梅雨はあけていないが、毎日30度を超える真夏日である。湿度があるだけに余計暑く感じる。部屋でパソコンに向かっていると、隣の住まいの小学生が弾くピアノの音が、ベランダ越しにかすかに聞こえる。私の家は冷房をかけていないので窓は開け放しだが、多分冷房を効かせているのだろう。小学校2年生くらいだと思うが、学校へ出かける前必ず30分は練習し、帰宅後もずっと弾いている。私もこの音に啓発されて始めたキーボードだが、こちらは怠け者で一向に上達しない。それにしても、クラッシックのピアノを学んでいく様を耳にするのは、なにか勇気づけられる。たまにお母様に玄関先でお会いすると、「うるさくてすみません」とおっしゃるが、「楽しませてもらっています」という私の返事は、言葉どおりのものだ。

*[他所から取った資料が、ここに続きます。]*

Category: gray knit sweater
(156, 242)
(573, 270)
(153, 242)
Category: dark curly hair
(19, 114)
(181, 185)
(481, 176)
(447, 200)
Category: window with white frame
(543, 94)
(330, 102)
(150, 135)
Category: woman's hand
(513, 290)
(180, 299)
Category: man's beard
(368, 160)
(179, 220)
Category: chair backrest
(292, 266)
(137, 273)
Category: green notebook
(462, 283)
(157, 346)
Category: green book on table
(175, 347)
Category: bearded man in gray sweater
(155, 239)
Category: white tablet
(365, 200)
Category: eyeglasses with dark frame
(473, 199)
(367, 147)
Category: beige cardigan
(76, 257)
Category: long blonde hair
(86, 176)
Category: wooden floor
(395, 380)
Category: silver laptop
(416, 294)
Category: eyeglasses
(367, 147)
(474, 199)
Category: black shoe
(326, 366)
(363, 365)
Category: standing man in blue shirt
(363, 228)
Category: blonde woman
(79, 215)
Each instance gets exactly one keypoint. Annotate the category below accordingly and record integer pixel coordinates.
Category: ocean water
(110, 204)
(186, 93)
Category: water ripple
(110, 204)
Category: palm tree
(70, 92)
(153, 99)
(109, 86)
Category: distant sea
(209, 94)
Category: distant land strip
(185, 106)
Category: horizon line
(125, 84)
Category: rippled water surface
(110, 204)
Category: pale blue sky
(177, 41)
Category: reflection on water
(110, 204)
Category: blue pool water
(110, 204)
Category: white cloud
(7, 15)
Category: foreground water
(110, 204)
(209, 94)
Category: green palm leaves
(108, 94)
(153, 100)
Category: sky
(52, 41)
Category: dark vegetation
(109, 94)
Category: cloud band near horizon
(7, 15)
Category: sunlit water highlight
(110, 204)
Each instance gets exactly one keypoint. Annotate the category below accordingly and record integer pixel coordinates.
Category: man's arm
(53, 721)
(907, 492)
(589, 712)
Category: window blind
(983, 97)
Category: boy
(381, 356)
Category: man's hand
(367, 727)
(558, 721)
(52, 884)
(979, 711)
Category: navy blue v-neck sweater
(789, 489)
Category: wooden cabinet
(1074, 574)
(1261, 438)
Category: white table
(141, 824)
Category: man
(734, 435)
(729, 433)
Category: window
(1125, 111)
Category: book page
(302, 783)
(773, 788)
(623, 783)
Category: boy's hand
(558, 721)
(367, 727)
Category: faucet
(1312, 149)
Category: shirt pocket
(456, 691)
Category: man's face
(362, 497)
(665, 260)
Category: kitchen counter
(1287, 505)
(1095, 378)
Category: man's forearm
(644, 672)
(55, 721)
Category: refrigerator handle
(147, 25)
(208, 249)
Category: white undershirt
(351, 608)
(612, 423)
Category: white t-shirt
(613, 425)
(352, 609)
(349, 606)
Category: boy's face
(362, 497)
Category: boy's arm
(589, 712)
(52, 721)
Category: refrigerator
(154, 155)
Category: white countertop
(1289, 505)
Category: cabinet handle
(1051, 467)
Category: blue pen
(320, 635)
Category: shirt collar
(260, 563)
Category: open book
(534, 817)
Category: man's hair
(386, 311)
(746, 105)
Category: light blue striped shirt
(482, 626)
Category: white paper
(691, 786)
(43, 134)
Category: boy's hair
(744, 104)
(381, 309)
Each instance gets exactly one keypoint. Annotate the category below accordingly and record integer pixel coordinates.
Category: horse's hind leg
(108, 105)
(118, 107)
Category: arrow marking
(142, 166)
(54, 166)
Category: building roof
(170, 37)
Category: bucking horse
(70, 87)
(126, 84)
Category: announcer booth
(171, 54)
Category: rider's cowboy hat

太田治子『石の花』(筑摩書房)を読んだ。この本を読むきっかけは前にブログに書いた。たぶんそんなことがなければ手にしなかった本だと思うが、なかなかの力作だと思う。本書の副題に「林芙美子の真実」という言葉があるが、まさにその通りの内容だった。林芙美子は『放浪記』で世に出た作家であり、又『放浪記』が菊田一夫演出、森光子主演で何度も上演されたことがその名を広く世に知らしめることにもなった。私は、読書会で取り上げた『浮雲』に感動して以来、フランス滞在中の日記ぐらいは読んだが、『放浪記』も読んでいない。太田さんの本書を読んで、『放浪記』は自叙伝の形はしているがあくまでも一つの作品であり、まして菊田一夫氏に脚色された演劇は、芙美子自身の像ではない。太田さんは、芙美子の像が間違って独り歩きしてきた現実に対して、「林芙美子の真実」として、書いてみたかったのだろう。よく知られている作品とは別に、全集に収められている短編や詩の一部が随所に紹介されている。そんな作品をぜひ読んでみたいと思っているが、これらを読んだだけでも、林芙美子がいかに才能に恵まれた作家だったかが分る。

太田治子さんは、太宰治とその愛人との間に生まれた女性として世に知られている。しかしもちろん当然のことではあるが、その経歴は今全く関係なく太田治子として羽ばたけるだけの仕事をしてきている。私はこれ1冊読んだだけだが、太田治子『星はらはらと 二葉亭四迷と明治』なども読んでみたい。物事に対する素直な目と、自分の気持ちを率直に述べる言葉が、私には新鮮に思えた。物書きになるという人はいろいろの経緯をとるが、どんな学習をしてもたどり着けない何かを生まれつき持っている人ではないかと思う。膨大な資料の分析と綿密な取材に、著者の明晰な頭脳が分るが、生い立ちの中で感じた感性の蓄積が本書の土台にあったのだろう。久しぶりに大部な本を読み終えた気持でいる。

画像は、友人のメールから、「ブーゲンビリア」。夏の花です。